Russland und die USA, die über 90 Prozent der weltweit existierenden Atomwaffen besitzen, könnten diese Aussage nun untermauern, indem sie offiziell mit dem Abkommen auf einen Ersteinsatz verzichten würde. Bisher schließen sowohl Russland als auch die Nato bzw. die USA den Ersteinsatz von Atomwaffen in ihren Militärdoktrinen nicht aus. Ein No-first-use-Abkommen wird auch von den Friedensforscher:innen im Friedensgutachten 2022 gefordert: Deutschland, so heißt es im Friedensgutachten, könne erklären, sich nicht an einem Ersteinsatz zu beteiligen.

Als weiteren deeskalierenden Schritt könnte sich Deutschland, gemeinsam mit anderen Nato-Staaten, auf deren Territorium im Rahmen der nuklearen Teilhabe US-Atomwaffen stationiert sind, für eine Vereinbarung mit den USA über den Abzug dieser Waffen aus Europa einsetzen. Länder wie Deutschland, Belgien, Italien und die Niederlande könnten erklären, auf die nukleare Teilhabe verzichten zu wollen.

Im Gegenzug müssten Vertragsverhandlungen mit Russland abgeschlossen werden, damit die russischen Atomwaffendepots in Kaliningrad zurückgebaut und die Atomwaffen aus der Nähe zur ukrainischen Grenze zurückgezogen werden. Mit solchen Vorschlägen könnten die Nato-Länder gegenüber Russland neue übergeordnete Ziele für den Frieden in Europa auf den Verhandlungstisch legen.

Gespräche aller Beteiligten

Die Bundesregierung könnte zudem als Brückenbauerin fungieren, um für eine konstruktive Begleitung des Atomwaffenverbotsvertrages durch die Nato zu werben.

Anstelle nur bilateraler Verhandlungen oder Gespräche, an denen sich nicht alle relevanten Akteure beteiligen, sollten gemeinsame Gespräche aller am Konflikt Beteiligten wieder in den Fokus gerückt werden. Sicherheitsallianzen sollten nicht auf Abgrenzung und Gegenüberstellung abzielen, sondern auf kollektive Ansätze. Anstelle von Misstrauen und Unsicherheit, sollten Vertrauen, nachhaltige Sicherheit und stabile Verhältnisse geschaffen werden.

Momentan scheinen solche Vorschläge, die den Fokus auf gemeinsame übergeordnete Ziele lenken, aufgrund der anhaltenden Kriegslogik und dem Ziel auf beiden Seiten, den Krieg gewinnen zu wollen, schwer umsetzbar. Dennoch sind konkrete Vorschläge für eine neue Sicherheitsarchitektur in Europa von außerordentlicher Wichtigkeit. Sie geben eine Orientierung dafür, welche Maßnahmen nach einem Waffenstillstand getroffen werden müssen.

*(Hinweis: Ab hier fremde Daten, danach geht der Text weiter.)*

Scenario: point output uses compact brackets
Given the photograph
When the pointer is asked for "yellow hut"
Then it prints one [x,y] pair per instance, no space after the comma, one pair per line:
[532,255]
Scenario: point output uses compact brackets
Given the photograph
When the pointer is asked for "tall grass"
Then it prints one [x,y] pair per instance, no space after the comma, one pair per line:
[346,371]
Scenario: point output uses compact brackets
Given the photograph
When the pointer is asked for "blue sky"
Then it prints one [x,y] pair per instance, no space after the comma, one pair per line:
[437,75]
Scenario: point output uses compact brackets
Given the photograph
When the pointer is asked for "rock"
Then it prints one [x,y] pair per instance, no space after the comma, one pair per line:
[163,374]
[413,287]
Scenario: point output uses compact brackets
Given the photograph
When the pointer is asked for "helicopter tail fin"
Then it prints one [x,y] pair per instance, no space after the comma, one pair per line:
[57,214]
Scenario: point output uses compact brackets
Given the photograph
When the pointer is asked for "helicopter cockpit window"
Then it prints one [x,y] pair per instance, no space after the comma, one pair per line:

Mit der Staatenkonferenz zum Atomwaffenverbotsvertrag letzte Woche in Wien, sendeten 86 Unterzeichnerstaaten, von denen 65 Länder den Atomwaffenverbotsvertrag bereits ratifiziert haben, ein klares Signal an die Atommächte und machten deutlich, dass die Mehrheit der Staaten der Welt den Besitz von und die Drohung mit Atomwaffen nicht länger tolerieren möchte. Sie verurteilten insbesondere die Drohungen mit Atomwaffen und die verschärfte Rhetorik in jüngster Vergangenheit.

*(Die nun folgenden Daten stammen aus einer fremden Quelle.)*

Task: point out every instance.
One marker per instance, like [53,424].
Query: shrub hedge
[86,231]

Auf mittelfristige und lange Sicht ist der Atomwaffenverbotsvertrag die einzige Antwort auf die Doktrin der nuklearen Abschreckung und eine Garantie für echte gemeinsame Sicherheit.

Dr. Angelika Claußen ist niedergelassene Ärztin und Ko-Vorsitzende der Deutschen Sektion der Internationalen Ärzte für die Verhütung des Atomkrieges, Ärzte in sozialer Verantwortung e. V. (IPPNW) sowie Präsidentin der IPPNW Europa.